In our last week’s Thursday afternoon creativity workshop (part of a series inspired by Julia Cameron’s The Artist’s Way, so join us if you can from 3 to 6 pm), we explored the pervasiveness of scarcity mindset and how this creates a toxic misinterpretation of the creative process.  What is the antidote to scarcity mindset, to that gnawing feelings of not enough-ness?  Gratitude! 

As part of the workshop, we had a two-minute free-write on five topics pulled from the hat, each framed within the lens of gratitude. Here’s what I wrote that afternoon.


Insufferably hot day in the garden.  Gnats nipping at my face, smarting like their tiny bodies must be all teeth like a Parana. But then, Oh, the breeze, beloved breeze picks up, chasing them away. The breeze and the dragonflies are my best allies in the summer garden. They help me maintain my focus on the work at hand and not be completely driven out by the bugs.


Simple gift, a smile.  Takes fewer muscles than a frown, especially given how the act of smiling can serve to lighten the mood.  But how often the frown, the grimace, the look of pain. A genuine smile (like that given by your mother) is an oasis in the sea of suffering.  It’s like a gift, a bit of peace, when given truly.

Rose Petal

Gentle velvety cup, singing with your compatriots on a yellow puff of joy—a single rose, the Tudor rose. What joy to find you along the roadside, blooming in a sudden burst, unexpected. Wild rose. How long had you been growing there and I had not noticed?  Had you waited long for me to delight in your bloom?  I’ll not pick you but let you grow.

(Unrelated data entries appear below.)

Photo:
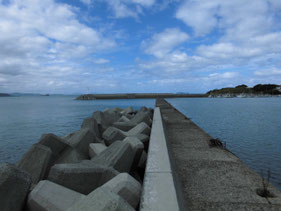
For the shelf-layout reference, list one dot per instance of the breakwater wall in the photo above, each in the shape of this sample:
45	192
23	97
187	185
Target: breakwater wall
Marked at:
136	96
206	175
99	167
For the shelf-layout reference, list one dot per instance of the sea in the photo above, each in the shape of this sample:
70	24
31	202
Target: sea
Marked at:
250	127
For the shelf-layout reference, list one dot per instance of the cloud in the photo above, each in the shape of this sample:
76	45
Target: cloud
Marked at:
44	39
164	42
87	2
101	61
129	8
271	72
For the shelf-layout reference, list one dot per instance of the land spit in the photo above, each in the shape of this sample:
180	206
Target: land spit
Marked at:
118	161
99	167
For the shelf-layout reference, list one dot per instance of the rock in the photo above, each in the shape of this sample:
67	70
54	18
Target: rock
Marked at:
102	199
81	177
48	196
92	124
141	116
71	156
55	143
142	161
144	139
125	186
37	161
111	116
141	128
68	136
14	187
112	134
95	149
127	111
137	147
123	119
118	155
81	140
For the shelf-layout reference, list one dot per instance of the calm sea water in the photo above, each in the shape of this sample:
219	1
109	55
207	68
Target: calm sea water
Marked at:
24	119
251	127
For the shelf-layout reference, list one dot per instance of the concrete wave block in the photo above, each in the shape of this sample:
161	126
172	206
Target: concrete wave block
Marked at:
125	186
55	143
14	187
142	128
144	139
81	140
141	116
81	177
92	124
49	196
68	136
95	149
127	111
111	116
142	160
102	199
71	155
123	119
118	155
137	147
112	134
37	162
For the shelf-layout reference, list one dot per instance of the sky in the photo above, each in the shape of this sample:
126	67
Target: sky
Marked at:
138	46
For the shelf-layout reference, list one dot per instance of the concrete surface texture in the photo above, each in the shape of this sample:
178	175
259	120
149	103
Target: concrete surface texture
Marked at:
36	161
125	186
83	171
102	199
210	178
49	196
95	149
158	190
81	177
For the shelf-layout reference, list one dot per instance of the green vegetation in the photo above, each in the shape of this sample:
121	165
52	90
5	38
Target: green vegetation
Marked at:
260	89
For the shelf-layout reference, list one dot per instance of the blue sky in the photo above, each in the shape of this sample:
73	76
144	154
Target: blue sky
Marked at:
117	46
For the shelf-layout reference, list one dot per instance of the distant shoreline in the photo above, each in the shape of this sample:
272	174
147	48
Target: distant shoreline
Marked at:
137	96
4	95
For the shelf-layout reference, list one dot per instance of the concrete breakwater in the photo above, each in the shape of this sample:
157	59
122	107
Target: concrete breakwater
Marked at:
206	175
136	96
99	167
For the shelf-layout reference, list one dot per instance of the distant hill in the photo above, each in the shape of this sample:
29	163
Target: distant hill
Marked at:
245	91
4	95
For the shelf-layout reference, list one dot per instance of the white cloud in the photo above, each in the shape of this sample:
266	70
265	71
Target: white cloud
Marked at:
270	72
87	2
41	40
164	42
101	61
129	8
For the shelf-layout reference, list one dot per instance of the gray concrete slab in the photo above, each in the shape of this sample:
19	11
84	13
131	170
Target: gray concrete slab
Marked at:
80	177
158	192
210	178
95	149
125	186
49	196
37	162
102	199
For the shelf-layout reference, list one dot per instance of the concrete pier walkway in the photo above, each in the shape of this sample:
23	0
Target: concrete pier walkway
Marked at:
208	177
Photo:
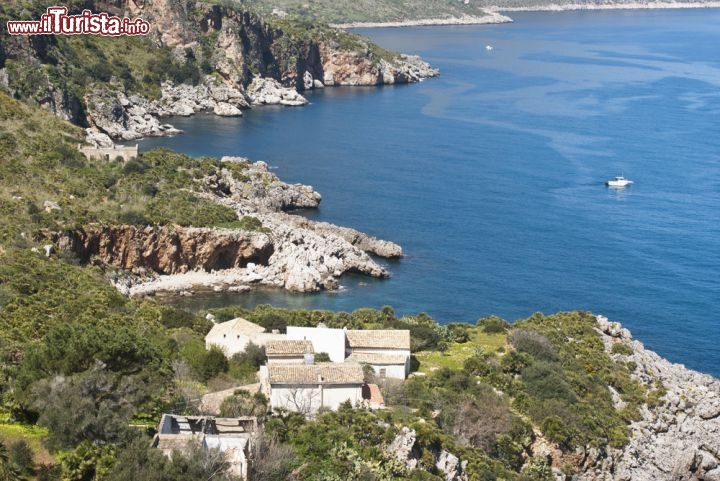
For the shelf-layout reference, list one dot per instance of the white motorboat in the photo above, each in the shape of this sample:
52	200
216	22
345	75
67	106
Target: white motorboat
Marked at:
619	181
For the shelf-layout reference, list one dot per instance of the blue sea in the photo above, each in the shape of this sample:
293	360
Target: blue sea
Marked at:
491	176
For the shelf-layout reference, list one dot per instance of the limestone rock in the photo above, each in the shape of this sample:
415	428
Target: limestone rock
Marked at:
679	439
51	205
450	465
268	91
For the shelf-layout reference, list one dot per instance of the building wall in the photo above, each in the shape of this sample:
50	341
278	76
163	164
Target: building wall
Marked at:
307	399
336	394
286	359
323	339
405	352
230	343
394	371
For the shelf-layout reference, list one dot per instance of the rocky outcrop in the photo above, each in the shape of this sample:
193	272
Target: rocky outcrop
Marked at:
679	438
166	250
255	189
131	117
285	251
268	91
404	448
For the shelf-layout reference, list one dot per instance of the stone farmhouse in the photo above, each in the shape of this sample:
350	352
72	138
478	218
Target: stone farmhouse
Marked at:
234	335
289	352
109	153
306	388
230	436
323	339
386	351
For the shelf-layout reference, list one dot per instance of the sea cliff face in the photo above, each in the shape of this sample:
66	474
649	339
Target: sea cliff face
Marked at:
679	438
273	248
227	60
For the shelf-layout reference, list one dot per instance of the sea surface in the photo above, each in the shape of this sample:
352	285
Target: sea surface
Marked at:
491	176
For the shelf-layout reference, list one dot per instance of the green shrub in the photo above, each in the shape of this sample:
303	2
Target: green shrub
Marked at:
533	343
620	348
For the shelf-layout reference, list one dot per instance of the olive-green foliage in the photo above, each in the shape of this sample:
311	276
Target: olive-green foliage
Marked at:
370	11
94	406
620	348
206	363
532	343
322	357
137	461
425	333
242	403
21	456
344	445
253	355
565	388
43	163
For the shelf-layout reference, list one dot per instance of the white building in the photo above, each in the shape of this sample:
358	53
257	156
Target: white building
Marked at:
307	388
289	352
230	436
234	335
386	351
324	339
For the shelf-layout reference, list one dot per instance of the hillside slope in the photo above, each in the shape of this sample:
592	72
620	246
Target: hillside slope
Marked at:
208	57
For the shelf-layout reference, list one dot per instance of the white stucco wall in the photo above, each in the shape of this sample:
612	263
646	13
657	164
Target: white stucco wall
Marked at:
229	343
286	359
323	339
336	394
298	398
405	352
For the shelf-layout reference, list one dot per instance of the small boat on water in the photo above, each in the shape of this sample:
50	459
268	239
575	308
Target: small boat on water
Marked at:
619	181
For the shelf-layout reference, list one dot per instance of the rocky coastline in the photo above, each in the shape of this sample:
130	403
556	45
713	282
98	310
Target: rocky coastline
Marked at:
280	250
677	438
649	5
492	17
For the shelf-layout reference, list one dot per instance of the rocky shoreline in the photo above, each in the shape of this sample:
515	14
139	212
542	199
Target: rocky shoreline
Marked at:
678	438
282	251
492	17
562	7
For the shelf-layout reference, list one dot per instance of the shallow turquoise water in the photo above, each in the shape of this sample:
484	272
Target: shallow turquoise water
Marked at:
491	176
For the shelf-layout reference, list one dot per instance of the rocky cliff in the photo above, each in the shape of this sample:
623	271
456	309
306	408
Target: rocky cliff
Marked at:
213	58
679	438
676	439
272	248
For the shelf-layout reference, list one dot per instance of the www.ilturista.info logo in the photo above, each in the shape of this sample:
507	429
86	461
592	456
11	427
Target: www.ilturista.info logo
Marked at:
57	21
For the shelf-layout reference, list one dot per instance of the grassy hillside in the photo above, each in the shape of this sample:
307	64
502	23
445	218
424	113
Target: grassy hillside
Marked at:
343	11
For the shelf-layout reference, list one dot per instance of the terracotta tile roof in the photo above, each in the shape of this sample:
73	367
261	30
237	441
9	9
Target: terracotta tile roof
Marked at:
287	347
379	339
236	326
376	358
326	373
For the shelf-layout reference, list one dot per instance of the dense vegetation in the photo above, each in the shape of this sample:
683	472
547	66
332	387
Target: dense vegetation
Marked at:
41	164
370	10
84	371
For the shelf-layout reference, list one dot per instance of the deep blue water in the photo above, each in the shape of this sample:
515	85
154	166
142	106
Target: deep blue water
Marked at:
491	176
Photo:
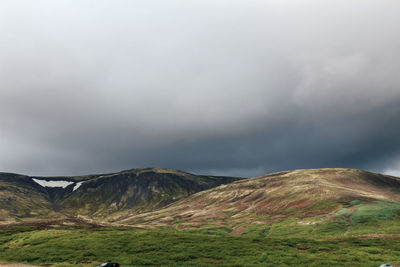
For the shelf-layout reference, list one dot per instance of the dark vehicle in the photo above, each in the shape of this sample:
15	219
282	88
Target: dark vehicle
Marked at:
109	264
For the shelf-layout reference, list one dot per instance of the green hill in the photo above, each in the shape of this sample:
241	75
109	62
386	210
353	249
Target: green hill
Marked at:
100	197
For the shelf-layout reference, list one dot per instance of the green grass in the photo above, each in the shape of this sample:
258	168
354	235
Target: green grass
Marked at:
133	247
361	234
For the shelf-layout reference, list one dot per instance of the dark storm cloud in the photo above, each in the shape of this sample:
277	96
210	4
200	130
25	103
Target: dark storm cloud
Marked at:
223	87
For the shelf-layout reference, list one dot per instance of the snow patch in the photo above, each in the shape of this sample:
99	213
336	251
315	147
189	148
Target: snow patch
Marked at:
45	183
78	184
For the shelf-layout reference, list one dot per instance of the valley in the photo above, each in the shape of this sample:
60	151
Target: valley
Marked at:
161	217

So nice when you have them—what a kerfuffle when you don’t!  They jingle in the bottom of my bag as I fumble about, talking to themselves. The first key I ever got was the one to my own studio door, in 2007. Now I have a collection—house, café, shed, gate…  Funny, though, that first key is still the most special to me.


Sometimes I resent the morning chores—sometimes big time—but really I’m also grateful for them.  hey get me going in the morning, even when I would much rather hole up and feel sorry for myself. They get me outside, no matter the weather.  They keep me connected with nature, noticing the little things, aware. The duty of chores grounds me in tending, in caring.  Animal lives depend on me to show up again and again and again. The duty of chores teaches me to be dependable, level-headed, big-picture and detail focused—honed skills I can always apply to my creative life. The duty of chores is the discipline of showing up, despite all manner of internal and external resistance.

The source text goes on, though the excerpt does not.